Davacı Ermeniler'in bunun karşılığında istediği miktar ise arazi ve apartmanlar için 63.9 milyon dolar. Buna ek olarak arazinin ABD ordusuna kiralanmış olması nedeniyle şimdiye dek elde edilen kira gelirlerinden pay ve geriye dönük faiz de talep ediliyor. Tüm bunlar bir araya getirildiğinde Türkiye'ye mahkemeden yaklaşık 100 milyon dolarlık bir fatura çıkarılıyor.
Avukat önerisi
ABD vatandaşı olan Ermeni asıllı davacılar, söz konusu arazinin ABD tarafından üs olarak kullanılması ve İncirlik üssünde Pizza Hut, Taco Bell gibi Amerikan firmalarının faaliyet göstermesi amacıyla California Federal Mahkemesi'ne dava açabilme imkanı bulmuş ve mahkeme de gerekçeleri ciddi görerek davalı taraflardan savunma alınmasına karar verdi. Bu talep Lahey Konvansiyonu aracılığıyla Türkiye devletine Mart ayında bir resmi yazışma ile iletildi. Ancak Türkiye, güvenlik ve devlet sırlarını içeren gizlilik gerekçesiyle bu talebi reddetti. Bu kez davacılar 14 Nisan tarihinde ABD Dışişleri'ne başvurarak Türkiye'den diplomatik yollarla savunma talep edilmesini istedi. Nitekim 20 Haziran tarihinde Amerikan Dışişleri Bakanlığı, Ankara Büyükelçiliği aracılığıyla gönderdiği CONS 11-01208 dosya numaralı diplomatik notada Türkiye'den davaya savunma göndermesini resmen talep etti. Notada, "ABD yasalarına göre davalı taraf olarak savunma vermek zorundasınız. Size ABD'de bir avukat tutmanızı öneriyoruz. Bu konuda ABD Dışişleri yardımcı olmaya hazırdır. 60 gün içinde savunma göndermezseniz mahkemeden 'default' kararı çıkma ihtimali bulunuyor" denildi.
Bankalar ciddiye aldı
ABD Federal Mahkemeleri, "default" kararını savunma vermesi istenen kişinin mahkemeye gelmemesi ya da savunmasını göndermemesi durumunda veriyor. Hukukçuların "hükmen mağlubiyet" olarak tanımladıkları bu karar verildiği an, davalı tarafın dava süresince bir daha hiçbir şekilde duruşmalara müdahil olma şansı kalmıyor. Bu durumda da mahkeme genellikle suçlanan kişinin suçunu kabul ettiğini varsayarak kararını davalı tarafı haklı bularak veriyor. ABD'nin verdiği bu notanın üzerinden 70 günden fazla süre geçmesine rağmen Türkiye'nin savunma göndermemesi nedeniyle davacılar mahkemeye "default" başvurusu yaptı ve kararın birkaç gün içinde çıkması bekleniyor. 1915-1923 yılları arasında davaya konu olan mülkleri sahiplenen Ziraat Bankası ile 1923'ten sonra devredilen Merkez Bankası ise durumun ciddiyetinin farkına vararak Amerika'daki bir hukuk firmasıyla anlaştı ve mahkemeden savunma vermek için 19 Eylül'e kadar süre istedi. Talep kabul edildi.
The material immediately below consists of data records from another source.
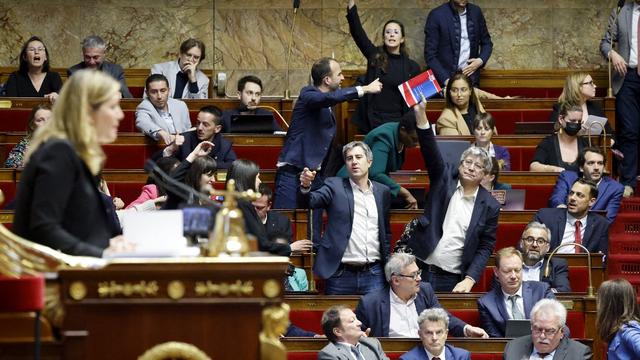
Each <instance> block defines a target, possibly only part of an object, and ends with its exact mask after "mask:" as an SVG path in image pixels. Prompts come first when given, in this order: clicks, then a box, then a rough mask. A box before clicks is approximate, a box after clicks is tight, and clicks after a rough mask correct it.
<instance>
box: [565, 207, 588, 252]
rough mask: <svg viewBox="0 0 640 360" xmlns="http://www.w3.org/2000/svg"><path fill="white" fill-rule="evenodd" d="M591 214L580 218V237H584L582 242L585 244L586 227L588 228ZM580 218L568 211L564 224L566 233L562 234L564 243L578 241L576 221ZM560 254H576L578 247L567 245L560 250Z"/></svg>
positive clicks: (583, 237) (582, 237) (581, 238)
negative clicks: (577, 240) (588, 224)
mask: <svg viewBox="0 0 640 360" xmlns="http://www.w3.org/2000/svg"><path fill="white" fill-rule="evenodd" d="M588 217H589V215H587V216H585V217H583V218H582V219H580V224H581V225H580V239H582V243H583V244H584V229H586V228H587V218H588ZM577 220H578V219H576V218H574V217H573V216H571V214H569V213H567V222H566V223H565V226H564V234H563V235H562V242H561V243H560V244H561V245H562V244H568V243H572V242H576V235H575V234H576V221H577ZM558 253H560V254H575V253H576V247H575V246H567V247H564V248H562V249H560V250H558Z"/></svg>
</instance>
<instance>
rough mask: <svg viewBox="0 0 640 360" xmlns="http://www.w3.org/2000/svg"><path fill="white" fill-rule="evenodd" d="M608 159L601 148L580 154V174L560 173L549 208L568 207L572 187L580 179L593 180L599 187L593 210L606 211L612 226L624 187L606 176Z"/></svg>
mask: <svg viewBox="0 0 640 360" xmlns="http://www.w3.org/2000/svg"><path fill="white" fill-rule="evenodd" d="M606 165H607V158H606V157H605V156H604V153H603V152H602V149H600V148H599V147H588V148H585V149H583V150H582V151H581V152H580V154H578V167H580V173H579V174H578V173H577V172H575V171H570V170H565V171H563V172H561V173H560V175H559V176H558V180H556V185H555V186H554V187H553V192H552V193H551V197H550V198H549V207H559V208H566V207H567V195H569V190H570V189H571V185H573V183H574V182H575V181H576V180H577V179H578V178H579V177H582V178H583V179H585V180H591V181H593V182H594V183H596V184H597V185H598V198H597V199H596V202H595V203H594V204H593V206H592V207H591V210H606V211H607V220H609V224H612V223H613V221H614V220H615V219H616V216H617V215H618V210H619V209H620V202H622V195H623V194H624V186H622V184H620V183H619V182H617V181H615V180H613V179H612V178H610V177H609V176H605V175H604V170H605V166H606Z"/></svg>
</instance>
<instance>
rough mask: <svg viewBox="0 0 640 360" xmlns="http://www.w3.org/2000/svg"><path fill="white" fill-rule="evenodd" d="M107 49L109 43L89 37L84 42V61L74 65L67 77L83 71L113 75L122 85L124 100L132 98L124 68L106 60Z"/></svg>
mask: <svg viewBox="0 0 640 360" xmlns="http://www.w3.org/2000/svg"><path fill="white" fill-rule="evenodd" d="M106 49H107V43H106V42H105V41H104V40H103V39H102V38H101V37H100V36H97V35H91V36H87V37H86V38H84V40H82V57H83V61H81V62H80V63H78V64H75V65H73V66H72V67H70V68H69V69H68V70H67V76H71V75H73V73H74V72H76V71H78V70H81V69H94V70H99V71H102V72H104V73H107V74H109V75H111V77H112V78H114V79H116V80H117V81H118V82H119V83H120V93H121V94H122V97H123V98H132V97H133V96H132V95H131V92H130V91H129V88H128V87H127V82H126V80H125V79H124V70H122V66H120V65H118V64H114V63H110V62H108V61H106V60H105V59H104V57H105V56H104V53H105V50H106Z"/></svg>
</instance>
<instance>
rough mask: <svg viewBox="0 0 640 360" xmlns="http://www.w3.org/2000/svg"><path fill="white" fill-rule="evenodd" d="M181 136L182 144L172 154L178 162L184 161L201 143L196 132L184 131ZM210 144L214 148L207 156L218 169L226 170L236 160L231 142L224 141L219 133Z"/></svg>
mask: <svg viewBox="0 0 640 360" xmlns="http://www.w3.org/2000/svg"><path fill="white" fill-rule="evenodd" d="M182 136H184V143H183V144H182V145H181V146H180V147H179V148H178V150H177V151H176V152H175V154H173V156H174V157H176V158H177V159H178V160H180V161H182V160H184V159H186V158H187V156H189V154H190V153H191V152H192V151H193V149H195V148H196V146H198V144H200V143H201V141H200V139H198V134H197V132H196V130H190V131H185V132H183V133H182ZM211 142H212V143H213V145H214V147H213V150H211V153H210V154H209V156H211V157H212V158H213V159H214V160H215V161H216V164H217V166H218V169H228V168H229V167H230V166H231V163H233V162H234V161H235V160H236V159H237V156H236V153H235V151H233V148H232V144H231V142H230V141H229V140H227V139H225V138H224V136H223V135H222V134H220V133H218V134H215V135H214V136H213V139H211Z"/></svg>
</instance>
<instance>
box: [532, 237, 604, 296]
mask: <svg viewBox="0 0 640 360" xmlns="http://www.w3.org/2000/svg"><path fill="white" fill-rule="evenodd" d="M567 246H578V247H580V248H582V250H584V252H585V253H586V254H587V267H588V268H589V286H588V287H587V297H588V298H594V297H596V296H595V294H594V289H593V282H592V281H591V253H590V252H589V250H588V249H587V248H586V247H584V246H583V245H582V244H578V243H566V244H562V245H560V246H558V247H557V248H555V249H553V251H552V252H551V254H549V259H548V260H547V266H545V268H544V277H547V278H548V277H549V274H550V273H551V258H552V257H553V255H555V254H556V252H558V250H560V249H562V248H563V247H567Z"/></svg>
İşte İncirlik'teki araziler
Dava dosyasına eklenen haritada Google Earth üzerinden konulan bu görüntü yer alıyor. İncirlik üssünün güneydoğu kısmında yer alan 4 parça toprağın üzeri boyanmış şekilde gösteriliyor. Üzerinde hak iddia edilen arazinin İncirlik Üssü'nün %3.671'ine karşılık geldiği belirtiliyor. Karşılığında istenen 69 milyon dolarlık tazminat bedelinin ise ABD ordu dökümalarında yer alan ve İncirlik üssünün değerinin kayıtlı olduğu belgeden alınan veri ile hesaplandığına vurgu yapılıyor. Dosyada ayrıca Osmanlı vatandaşı Ermeniler'in pasaport örneği ve Osmanlı arşivinden alınmış tapu bilgileri de var.